Which leaves us how to get through the door? I put my hand against the cool metal. Metals, minerals, and materials used to create it flash up on the screen showing me exactly what it is made of. All except fifteen percent Epic can’t identify.
It stands to reason the aliens would have to use terrestrial resources to manufacture any tech
they wanted to have here. Beyond the limited amount an advanced scout could bring with them.
“Like my armor, they’ve found new ways to put things together. Not really an alien material, just an incredibly advanced Earth one.”
Correct.
I could burn through it with the particle beam but it would take a while. I glance at the controls, I could Luke Skywalker it and blast them… I like that plan. The particle beam whines, burning through the controls. Sparks explode outward showering the suit in white-hot embers that fall uselessly to the floor.
The door doesn’t open. Fine. Sword out, I set the kinetic field to maximum and I bring the blade down on the thick door.
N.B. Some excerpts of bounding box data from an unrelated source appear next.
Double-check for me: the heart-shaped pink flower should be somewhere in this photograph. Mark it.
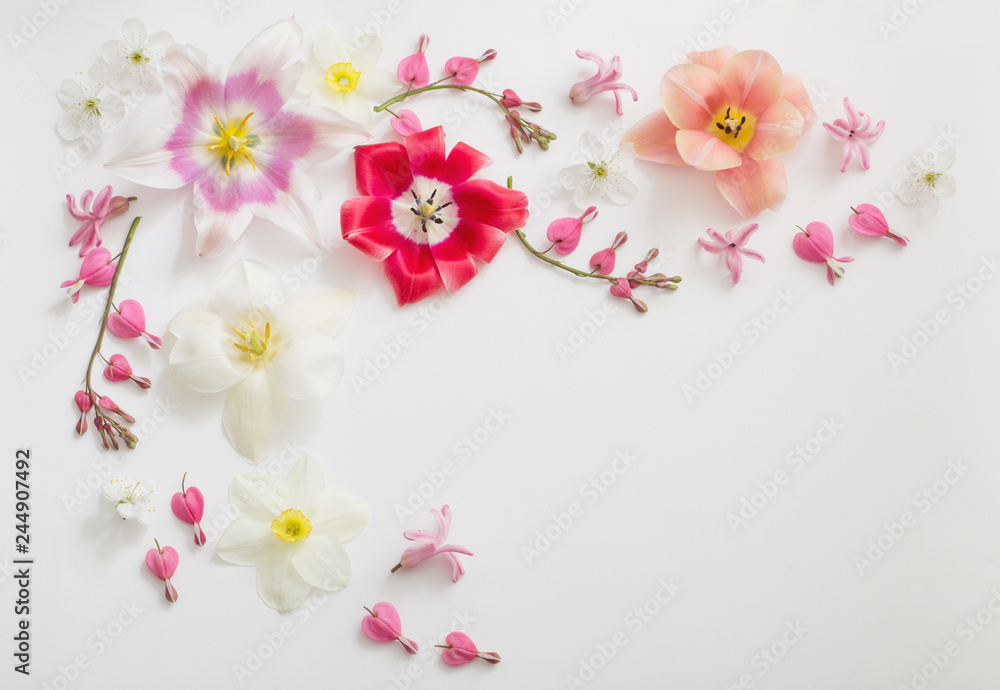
[107,296,163,350]
[361,601,419,654]
[438,631,500,666]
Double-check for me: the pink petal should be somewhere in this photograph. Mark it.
[687,46,736,72]
[660,64,726,130]
[621,110,686,165]
[719,50,785,115]
[746,100,804,161]
[676,129,743,170]
[340,196,407,261]
[715,156,788,218]
[382,241,442,306]
[354,141,413,199]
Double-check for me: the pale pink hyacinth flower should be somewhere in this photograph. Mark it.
[569,50,639,115]
[823,97,885,172]
[66,185,135,256]
[792,221,854,285]
[545,206,598,256]
[106,19,368,256]
[108,299,163,350]
[59,247,118,304]
[698,223,765,283]
[435,630,500,666]
[361,601,420,654]
[390,505,473,582]
[847,204,909,247]
[396,34,431,90]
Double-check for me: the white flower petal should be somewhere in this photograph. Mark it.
[211,259,285,331]
[267,333,344,400]
[170,326,254,393]
[229,472,288,529]
[257,544,312,611]
[215,514,280,565]
[222,369,288,464]
[276,287,354,338]
[291,534,351,592]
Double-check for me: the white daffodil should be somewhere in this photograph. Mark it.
[559,132,636,209]
[56,63,125,145]
[216,455,369,611]
[169,261,354,463]
[102,19,174,91]
[896,146,956,216]
[101,477,154,525]
[298,26,401,130]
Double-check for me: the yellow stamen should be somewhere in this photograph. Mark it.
[271,508,312,542]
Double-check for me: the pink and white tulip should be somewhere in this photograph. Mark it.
[106,19,367,256]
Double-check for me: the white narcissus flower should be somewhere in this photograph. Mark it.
[56,63,125,145]
[101,477,155,526]
[896,146,956,216]
[298,26,401,130]
[102,19,174,91]
[216,455,370,611]
[559,132,637,209]
[169,261,354,463]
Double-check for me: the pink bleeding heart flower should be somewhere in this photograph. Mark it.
[698,223,764,283]
[847,204,909,247]
[590,232,628,276]
[823,98,885,172]
[170,472,207,546]
[66,185,135,256]
[104,355,153,389]
[434,630,500,666]
[389,108,424,137]
[390,505,473,582]
[59,247,118,304]
[545,206,597,256]
[146,539,180,603]
[108,299,163,350]
[792,221,854,285]
[361,601,420,654]
[569,50,639,115]
[396,34,431,90]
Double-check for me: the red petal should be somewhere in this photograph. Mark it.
[451,180,528,232]
[354,141,413,199]
[340,196,406,261]
[382,242,442,306]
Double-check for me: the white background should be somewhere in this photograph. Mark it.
[0,0,1000,690]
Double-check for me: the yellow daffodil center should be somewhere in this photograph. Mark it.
[271,508,312,541]
[206,113,257,175]
[233,319,271,362]
[324,62,361,93]
[712,106,757,153]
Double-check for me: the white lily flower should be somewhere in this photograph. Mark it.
[56,63,125,145]
[559,132,637,209]
[298,26,401,130]
[216,455,370,611]
[896,146,957,216]
[102,19,174,91]
[169,261,354,464]
[101,477,155,526]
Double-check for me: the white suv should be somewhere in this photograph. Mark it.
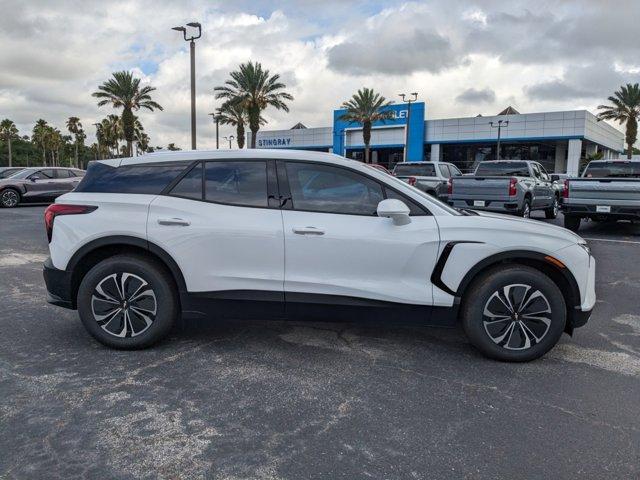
[44,150,595,361]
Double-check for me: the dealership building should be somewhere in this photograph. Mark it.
[248,102,624,175]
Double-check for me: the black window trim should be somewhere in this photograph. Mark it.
[160,158,280,210]
[277,159,433,217]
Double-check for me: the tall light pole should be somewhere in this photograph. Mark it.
[489,120,509,160]
[398,92,418,162]
[209,113,220,150]
[93,123,100,160]
[172,22,202,150]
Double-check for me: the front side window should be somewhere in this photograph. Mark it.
[205,161,268,207]
[286,162,384,215]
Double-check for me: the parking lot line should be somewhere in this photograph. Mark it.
[582,237,640,244]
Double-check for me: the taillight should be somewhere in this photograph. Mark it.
[44,203,98,242]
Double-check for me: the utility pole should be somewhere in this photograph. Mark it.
[489,120,509,160]
[172,22,202,150]
[209,113,220,150]
[398,92,418,162]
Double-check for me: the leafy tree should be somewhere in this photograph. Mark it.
[340,87,393,163]
[0,118,18,167]
[214,62,293,148]
[92,71,162,155]
[598,83,640,158]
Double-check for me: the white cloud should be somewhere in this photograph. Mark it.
[0,0,640,148]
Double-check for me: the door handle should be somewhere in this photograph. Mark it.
[293,227,324,235]
[158,218,191,227]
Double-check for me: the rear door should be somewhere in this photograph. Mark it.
[147,159,284,310]
[278,161,439,308]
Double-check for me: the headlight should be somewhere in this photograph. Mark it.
[578,240,591,256]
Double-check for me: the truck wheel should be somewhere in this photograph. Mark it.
[564,215,581,232]
[461,265,567,362]
[520,198,531,218]
[77,255,179,350]
[544,195,560,220]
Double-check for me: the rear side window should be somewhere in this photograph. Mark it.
[475,161,529,177]
[393,163,436,177]
[75,162,190,195]
[204,161,268,207]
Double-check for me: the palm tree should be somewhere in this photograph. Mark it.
[214,62,293,148]
[0,118,18,167]
[67,117,82,167]
[340,87,393,163]
[31,118,49,167]
[598,83,640,159]
[92,71,162,155]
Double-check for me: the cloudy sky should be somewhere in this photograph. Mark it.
[0,0,640,147]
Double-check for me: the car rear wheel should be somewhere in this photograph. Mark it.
[462,265,567,362]
[544,196,560,220]
[564,215,582,232]
[78,255,179,350]
[0,188,20,208]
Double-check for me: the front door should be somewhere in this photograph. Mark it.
[147,160,284,313]
[278,161,439,314]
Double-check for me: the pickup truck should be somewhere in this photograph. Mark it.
[449,160,560,218]
[561,160,640,232]
[393,162,462,203]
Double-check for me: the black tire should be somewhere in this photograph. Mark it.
[544,195,560,220]
[0,188,21,208]
[461,265,567,362]
[77,255,179,350]
[564,215,582,232]
[519,197,531,218]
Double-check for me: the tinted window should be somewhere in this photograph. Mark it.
[438,165,451,178]
[393,163,436,177]
[171,163,203,200]
[75,162,188,195]
[287,163,384,215]
[583,161,640,178]
[384,188,427,217]
[475,161,529,177]
[205,162,267,207]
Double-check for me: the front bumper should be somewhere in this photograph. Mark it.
[42,258,76,310]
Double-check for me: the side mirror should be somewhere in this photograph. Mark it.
[377,198,411,225]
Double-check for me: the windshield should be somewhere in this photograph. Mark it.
[474,161,529,177]
[583,162,640,178]
[0,168,22,179]
[393,163,436,177]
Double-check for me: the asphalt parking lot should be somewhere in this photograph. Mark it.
[0,206,640,479]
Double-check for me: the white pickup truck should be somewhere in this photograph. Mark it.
[561,160,640,232]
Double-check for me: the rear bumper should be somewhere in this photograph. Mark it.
[560,203,640,220]
[42,258,76,310]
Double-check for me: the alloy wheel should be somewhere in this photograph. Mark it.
[482,284,552,350]
[91,272,158,338]
[0,190,19,208]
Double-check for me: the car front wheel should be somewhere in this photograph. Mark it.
[0,188,20,208]
[462,265,566,362]
[78,255,178,350]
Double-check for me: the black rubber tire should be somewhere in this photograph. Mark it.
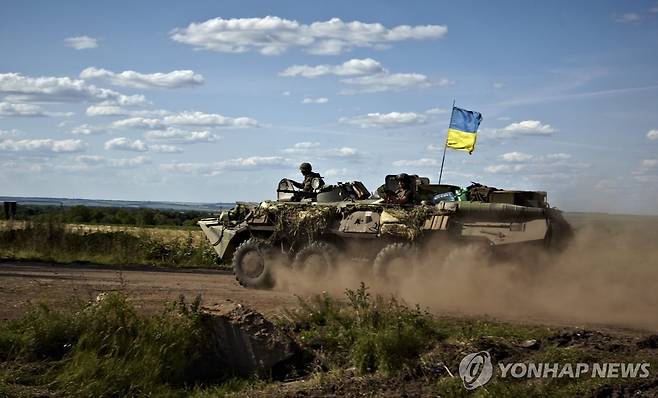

Metal sheers like paper when the one molecule thick diamond edge hits. A few more swings and I’ve cut a v shaped hole through it. Squeezing through, I feel the armor slide against metal as jagged pieces screech from contact. I’m out of breath when I’m finally on the other side.
I think this is what we have been looking for.
I’ll say. “Wow. Is this… is this the alien ship?”
The cocoon-shaped object is a few hundred feet long with a hull like carved rock. I don’t see any engine ports or gun holes, but a thin band of colored metal around the middle separates the top and bottom. As if they put two clamshells made of rock together and glued them to each other with an artificial hull. The only reason I know it’s a ship is the fact that it hovers five feet off the ground. The only thing touching the floor is a boarding ramp.
Doors on the far right open, freeing me from shock. Matahal walks through wearing a lab coat, while several people in doctor’s suits push a hovering gurney with a strapped-down Behemoth laid out, prostrate and unconscious.
That does not bode well.
My brain explodes with the possibilities of having Behemoth in alien custody against her will. Their tech is far more advanced than ours, it stands to reason they could figure out a way to replicate powers and an army of Behemoths… would be unbeatable.